L'humoriste déconstruit également ce qu'il décrit comme une méthodologie récurrente du gouvernement : permettre ou favoriser des hausses extrêmes des prix, attendre le rejet populaire et ensuite imposer des plafonds qui, bien que moins élevés que le pic, restent largement supérieurs aux prix d'origine.
«Je m'habille en Superman et je fixe des prix inférieurs à ceux du cosmonaute dans sa fusée... Mais bien supérieurs à ceux qui étaient au début de la partie», écrit-il, citant comme exemple paradigmatique le cas de la cartouche de gaz.
En juillet, le régime a fixé le prix de la bouteille de gaz de 10 kg à 350 CUP par la Résolution 155/2026, une augmentation de 55 % par rapport aux 225 CUP précédents.
Sur les limites elles-mêmes, Toirac est catégorique : « ce qu'ils font, c'est faire sortir le produit sur le marché noir et donner un coup de pied à la boîte... des prix. Et l'inflation en profitera ».
Cette avertissement concorde avec ce que le président Miguel Díaz-Canel a reconnu en juin : que les plafonds « ont provoqué une pénurie ». Malgré cela, en août, des provinces comme Matanzas et Villa Clara ont réinstauré des prix maximums locaux, illustrant le flou de la politique officielle.
Toirac souligne également l'inutilité des contrôles sur les matières premières lorsque des acteurs privés coexistent et peuvent transférer les coûts : « Tant qu'il y aura des privés comme les restaurants, par exemple, qui ont besoin de l'huile et peuvent répercuter les coûts sur le prix du plat, on paiera ce qu'il faut pour une bouteille d'huile. »
Après la suppression des plafonds nationaux pour le poulet, l'huile et d'autres produits de base en juin, le prix du poulet est passé de 3 000 à plus de 7 000 CUP dans certaines zones, et l'huile a atteint entre 2 500 et 3 000 CUP le litre à La Havane.

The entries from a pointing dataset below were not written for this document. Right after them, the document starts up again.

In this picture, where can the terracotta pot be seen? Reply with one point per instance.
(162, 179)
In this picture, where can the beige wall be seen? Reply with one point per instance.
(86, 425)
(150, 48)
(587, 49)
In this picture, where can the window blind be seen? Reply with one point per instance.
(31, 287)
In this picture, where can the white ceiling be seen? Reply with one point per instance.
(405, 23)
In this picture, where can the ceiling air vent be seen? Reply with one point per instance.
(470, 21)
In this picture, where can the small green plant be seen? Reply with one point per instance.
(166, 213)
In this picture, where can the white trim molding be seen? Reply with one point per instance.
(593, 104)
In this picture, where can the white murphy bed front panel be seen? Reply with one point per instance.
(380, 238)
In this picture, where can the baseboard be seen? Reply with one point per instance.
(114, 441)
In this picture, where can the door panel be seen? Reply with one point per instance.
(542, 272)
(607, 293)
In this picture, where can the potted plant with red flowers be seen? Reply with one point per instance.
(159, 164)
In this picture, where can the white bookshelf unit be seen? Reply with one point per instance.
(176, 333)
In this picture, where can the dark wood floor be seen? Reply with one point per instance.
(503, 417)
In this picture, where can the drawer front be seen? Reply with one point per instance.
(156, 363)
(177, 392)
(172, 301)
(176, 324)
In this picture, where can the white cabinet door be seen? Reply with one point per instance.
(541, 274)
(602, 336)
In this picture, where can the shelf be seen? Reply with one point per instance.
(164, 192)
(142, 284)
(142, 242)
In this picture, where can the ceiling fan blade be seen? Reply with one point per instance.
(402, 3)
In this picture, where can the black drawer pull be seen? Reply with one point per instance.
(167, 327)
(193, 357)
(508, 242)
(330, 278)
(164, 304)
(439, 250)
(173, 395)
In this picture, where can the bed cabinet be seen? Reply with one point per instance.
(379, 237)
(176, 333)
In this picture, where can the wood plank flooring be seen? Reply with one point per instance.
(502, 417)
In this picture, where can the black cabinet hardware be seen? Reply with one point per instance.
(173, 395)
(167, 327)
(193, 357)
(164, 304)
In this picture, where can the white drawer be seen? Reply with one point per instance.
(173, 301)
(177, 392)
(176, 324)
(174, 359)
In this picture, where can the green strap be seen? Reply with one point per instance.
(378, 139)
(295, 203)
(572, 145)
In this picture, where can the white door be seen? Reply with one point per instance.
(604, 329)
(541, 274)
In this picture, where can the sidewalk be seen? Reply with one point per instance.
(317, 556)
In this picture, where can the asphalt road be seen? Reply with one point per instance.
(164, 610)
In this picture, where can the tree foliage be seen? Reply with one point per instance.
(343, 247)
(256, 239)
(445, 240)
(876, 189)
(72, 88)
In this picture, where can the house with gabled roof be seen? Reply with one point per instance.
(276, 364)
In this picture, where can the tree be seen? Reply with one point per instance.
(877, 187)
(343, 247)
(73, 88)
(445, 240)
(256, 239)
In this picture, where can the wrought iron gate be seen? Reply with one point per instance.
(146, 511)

La clôture de l'analyse est une exigence d'audit total : « TOUT DOIT ÊTRE AUDITABLE. Tout doit pouvoir être examiné et analysé. Et cela ne sera jamais permis. »
Toirac avertit que la transparence est « le seul moyen » pour que les acteurs économiques puissent « jouer franc jeu », mais qu'elle ne sera jamais permise car « ce serait un coup brutal pour les bons clients de Dior et Patek Philippe ».
Ce n’est pas la première fois que Toirac critique la gestion économique du régime. En juin, il a exigé que l'on interdise aux cadres du Parti Communiste et aux militaires de participer aux nouvelles ouvertures économiques, réclamant une « clause excluante » et de la transparence. En février, il a signalé que le salaire moyen de 3,888 CUP équivalait à moins de 13 dollars au change informel.
Le post se conclut par une phrase qui résume le ton de toute la réflexion : « Des choses auxquelles on pense en jetant un peu de haricots noirs avariés ».